[An instalment in a work in progress, click ‘fantasy’ on the right to view all entries in this story, in reverse order from most recent to least]
One day Alex woke to the sound of another scolding. ‘You!’ he heard his father bellowing through the wooden walls that barely held up the roof. ‘A man yesterday asked me to punish you. Do you think I should?’ Alex kept quiet. He was quite safe, don’t be misled. His father had never laid a hand on him, in fact his sternness was largely born of his concern, hidden in a typically fatherly way. But safety in this case is yet painful, as all one cares to care about is the cause of a parting of father and son. ‘Do you know why he asked me that?’ Alex did. ‘Because you have been talking to his son about those people from the sea! Tell me, where are they? Which part of the sea? When did you see them? Why cannot anyone else see them? Why have only the senile and the drunk seen them? Can you answer me? I think not.’

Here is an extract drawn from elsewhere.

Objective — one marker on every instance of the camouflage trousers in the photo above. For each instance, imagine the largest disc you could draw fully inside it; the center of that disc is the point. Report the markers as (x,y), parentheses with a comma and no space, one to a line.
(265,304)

This was a script often acted in the house of Alex’s family. On days when his father had something to sell Alex would be safe, and eat breakfast with his father before he rose away with a laden cart. But when business was going at a slower pace than his father liked, Alex hid in his bed until he heard the hooves of his father’s horse clop down the road. When the sound faded he would see the loving and round face of his mother, with her beautiful dark and long hair braided behind her, at the door. ‘Alex my boy,’ she would say, ‘believe what you will, but do get out of bed. You’ve got a day of learning passing you by already.’
Alex was deemed, by a town elder or two, to be a softer type of boy, unfit for studying the making of things. Instead he was sent each day to a scribe of a nearby village, whom he disliked just slightly, to study the ‘finer’ things, such as numbers, words and stars. His teacher saw his boys as the best of all people, something that very much pleased many of the other boys, but something which seemed altogether tiring to Alex.